EDIT : actually the symmetry of this integral is part from my problem. My final goal is to compute this integral :
$$PV. \left( \int_{0}^{\infty} \frac{e^{-a^2(k-q)^2} \; k\; dk}{k_0^2-k^2} -\int_{0}^{\infty} \frac{e^{-a^2(k+q)^2} \; k\; dk}{k_0^2-k^2}\right) $$
If i'm not wrong, with $k\to -k$ in second integral we get that
$$PV. \left( \int_{-\infty}^{\infty} \frac{e^{-a^2(k-q)^2} \; k\;dk}{k_0^2-k^2} \right) $$
Then by taking $k\to k+k_0$, we finally have
$$ - PV. \left( \int_{-\infty}^{\infty} \frac{e^{-a^2(k-q)^2} \;dk}{k+2k_0} + k_0 \int_{-\infty}^{\infty} \frac{e^{-a^2(k-q)^2} \;dk}{k(k+2k_0)} \right) $$
which I do not know how to handle.

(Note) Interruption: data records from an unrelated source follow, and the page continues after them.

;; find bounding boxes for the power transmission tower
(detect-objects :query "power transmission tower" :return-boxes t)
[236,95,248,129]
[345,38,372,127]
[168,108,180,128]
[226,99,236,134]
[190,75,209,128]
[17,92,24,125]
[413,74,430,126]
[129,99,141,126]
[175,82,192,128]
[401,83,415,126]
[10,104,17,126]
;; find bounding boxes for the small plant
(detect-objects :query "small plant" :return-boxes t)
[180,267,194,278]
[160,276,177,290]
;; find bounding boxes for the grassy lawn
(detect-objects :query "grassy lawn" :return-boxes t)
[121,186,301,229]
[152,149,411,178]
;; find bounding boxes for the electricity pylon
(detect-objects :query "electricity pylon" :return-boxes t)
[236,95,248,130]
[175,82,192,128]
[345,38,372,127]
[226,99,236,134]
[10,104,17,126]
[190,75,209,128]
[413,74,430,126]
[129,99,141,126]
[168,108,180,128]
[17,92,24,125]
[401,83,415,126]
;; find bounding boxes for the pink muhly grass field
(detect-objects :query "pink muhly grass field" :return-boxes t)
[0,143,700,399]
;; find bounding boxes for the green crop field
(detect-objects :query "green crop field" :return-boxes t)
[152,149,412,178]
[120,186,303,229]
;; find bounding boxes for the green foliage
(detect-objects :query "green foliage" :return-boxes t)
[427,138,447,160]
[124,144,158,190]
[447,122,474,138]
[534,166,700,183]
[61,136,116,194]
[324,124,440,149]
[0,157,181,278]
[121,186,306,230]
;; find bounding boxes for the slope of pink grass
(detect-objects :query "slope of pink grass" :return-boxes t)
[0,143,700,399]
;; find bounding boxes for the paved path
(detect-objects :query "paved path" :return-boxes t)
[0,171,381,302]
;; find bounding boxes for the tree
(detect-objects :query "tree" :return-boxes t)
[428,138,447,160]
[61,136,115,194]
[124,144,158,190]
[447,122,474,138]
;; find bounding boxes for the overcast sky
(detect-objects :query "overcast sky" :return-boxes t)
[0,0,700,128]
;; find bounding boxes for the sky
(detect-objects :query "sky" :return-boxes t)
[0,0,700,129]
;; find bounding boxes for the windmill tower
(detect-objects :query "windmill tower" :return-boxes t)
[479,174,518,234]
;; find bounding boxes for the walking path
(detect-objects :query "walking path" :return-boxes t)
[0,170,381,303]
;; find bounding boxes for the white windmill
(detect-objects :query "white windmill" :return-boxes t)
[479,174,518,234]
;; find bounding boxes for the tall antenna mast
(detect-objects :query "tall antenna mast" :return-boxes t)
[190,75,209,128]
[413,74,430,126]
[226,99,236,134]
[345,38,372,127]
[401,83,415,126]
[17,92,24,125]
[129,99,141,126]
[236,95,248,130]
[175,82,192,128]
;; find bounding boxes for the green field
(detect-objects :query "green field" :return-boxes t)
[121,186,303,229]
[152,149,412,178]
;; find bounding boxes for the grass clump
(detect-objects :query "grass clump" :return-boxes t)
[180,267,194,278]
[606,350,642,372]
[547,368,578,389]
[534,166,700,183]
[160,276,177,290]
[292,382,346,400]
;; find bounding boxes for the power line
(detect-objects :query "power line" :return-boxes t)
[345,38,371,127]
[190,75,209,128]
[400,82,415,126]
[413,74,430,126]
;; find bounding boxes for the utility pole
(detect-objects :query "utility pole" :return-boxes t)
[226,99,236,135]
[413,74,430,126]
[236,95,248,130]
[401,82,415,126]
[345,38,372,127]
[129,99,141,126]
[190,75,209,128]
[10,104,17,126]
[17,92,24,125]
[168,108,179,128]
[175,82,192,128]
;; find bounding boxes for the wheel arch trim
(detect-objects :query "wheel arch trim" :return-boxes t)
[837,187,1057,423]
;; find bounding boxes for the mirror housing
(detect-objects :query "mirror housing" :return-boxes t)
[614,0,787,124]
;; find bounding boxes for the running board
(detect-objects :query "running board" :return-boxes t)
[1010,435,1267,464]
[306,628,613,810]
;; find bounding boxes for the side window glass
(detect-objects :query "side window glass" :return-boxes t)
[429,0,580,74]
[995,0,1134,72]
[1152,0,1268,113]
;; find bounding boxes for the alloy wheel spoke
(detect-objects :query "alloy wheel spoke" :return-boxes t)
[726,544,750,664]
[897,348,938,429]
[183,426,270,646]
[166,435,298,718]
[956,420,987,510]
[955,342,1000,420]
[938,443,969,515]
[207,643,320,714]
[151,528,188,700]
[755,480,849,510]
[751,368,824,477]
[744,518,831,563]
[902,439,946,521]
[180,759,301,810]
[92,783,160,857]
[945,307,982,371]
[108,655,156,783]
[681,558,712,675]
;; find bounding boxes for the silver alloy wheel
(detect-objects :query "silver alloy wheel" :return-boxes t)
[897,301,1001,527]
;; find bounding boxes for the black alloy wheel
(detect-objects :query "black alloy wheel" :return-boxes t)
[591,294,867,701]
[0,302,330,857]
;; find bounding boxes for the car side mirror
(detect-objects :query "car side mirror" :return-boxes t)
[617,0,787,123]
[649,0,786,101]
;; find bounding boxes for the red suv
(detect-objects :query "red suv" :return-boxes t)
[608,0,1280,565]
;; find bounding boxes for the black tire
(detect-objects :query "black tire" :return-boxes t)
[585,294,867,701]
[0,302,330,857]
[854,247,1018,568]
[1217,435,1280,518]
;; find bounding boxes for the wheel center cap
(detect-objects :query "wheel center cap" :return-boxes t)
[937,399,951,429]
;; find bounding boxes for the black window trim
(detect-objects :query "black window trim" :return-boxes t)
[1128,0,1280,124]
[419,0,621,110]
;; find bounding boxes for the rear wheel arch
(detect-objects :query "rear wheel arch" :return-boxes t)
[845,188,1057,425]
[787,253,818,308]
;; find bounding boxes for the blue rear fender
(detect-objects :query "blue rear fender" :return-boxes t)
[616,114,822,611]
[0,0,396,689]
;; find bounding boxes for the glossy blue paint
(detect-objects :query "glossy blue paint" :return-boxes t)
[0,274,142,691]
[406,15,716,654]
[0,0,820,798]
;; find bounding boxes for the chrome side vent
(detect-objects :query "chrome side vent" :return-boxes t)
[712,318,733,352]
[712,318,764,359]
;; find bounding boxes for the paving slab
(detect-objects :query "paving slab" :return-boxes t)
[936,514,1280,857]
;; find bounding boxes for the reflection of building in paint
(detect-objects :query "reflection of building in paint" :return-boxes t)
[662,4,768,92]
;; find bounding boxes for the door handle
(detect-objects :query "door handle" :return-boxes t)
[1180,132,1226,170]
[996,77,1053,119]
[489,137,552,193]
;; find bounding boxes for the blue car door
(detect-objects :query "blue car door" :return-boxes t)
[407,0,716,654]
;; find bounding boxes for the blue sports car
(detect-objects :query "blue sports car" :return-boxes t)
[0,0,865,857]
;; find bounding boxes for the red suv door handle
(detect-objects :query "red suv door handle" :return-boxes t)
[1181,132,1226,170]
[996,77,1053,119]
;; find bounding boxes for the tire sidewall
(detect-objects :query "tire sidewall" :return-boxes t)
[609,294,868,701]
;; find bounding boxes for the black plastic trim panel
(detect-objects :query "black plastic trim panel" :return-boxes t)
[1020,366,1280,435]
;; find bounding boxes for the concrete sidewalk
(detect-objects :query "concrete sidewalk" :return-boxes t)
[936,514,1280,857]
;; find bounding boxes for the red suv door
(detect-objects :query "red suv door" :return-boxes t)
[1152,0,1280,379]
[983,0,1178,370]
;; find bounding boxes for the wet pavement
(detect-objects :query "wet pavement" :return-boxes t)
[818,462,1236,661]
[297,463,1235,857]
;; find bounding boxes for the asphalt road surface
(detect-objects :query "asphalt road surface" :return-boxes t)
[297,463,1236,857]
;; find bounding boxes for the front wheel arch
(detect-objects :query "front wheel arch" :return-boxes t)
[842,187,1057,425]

These seem to be closely related to these Goodwin-Staton integrals / Dawson functions... But. Meh
I think Wikipedia is wrong. The integral does not converge for $x<0, $ try e.g.
int(e^(-t^2)/(t-2),t=0..infinity)in Wolfram Alpha. It can be interpreted as a Cauchy principle value (see Nico Temme's answer http://mathforum.org/kb/message.jspa?messageID=7389647). I use $$G(-x) = - \frac{1}{2} e^{-x^2}\left(\pi\; \mathrm{erfi}(x) + \mathrm{Ei}(x^2)\right), \quad x>0$$ or $$G(-x) = \sqrt{\pi} F(-x) - \frac{1}{2} e^{-x^2}\mathrm{Ei}(x^2), \quad x>0.$$ i.e. http://dlmf.nist.gov/7.5.E13 extended to negative $x$ (with the Dawson integral $F$ and exponential integral $\mathrm{Ei}$). The Dawson integral is odd, and therefore $G(x)$ is not odd.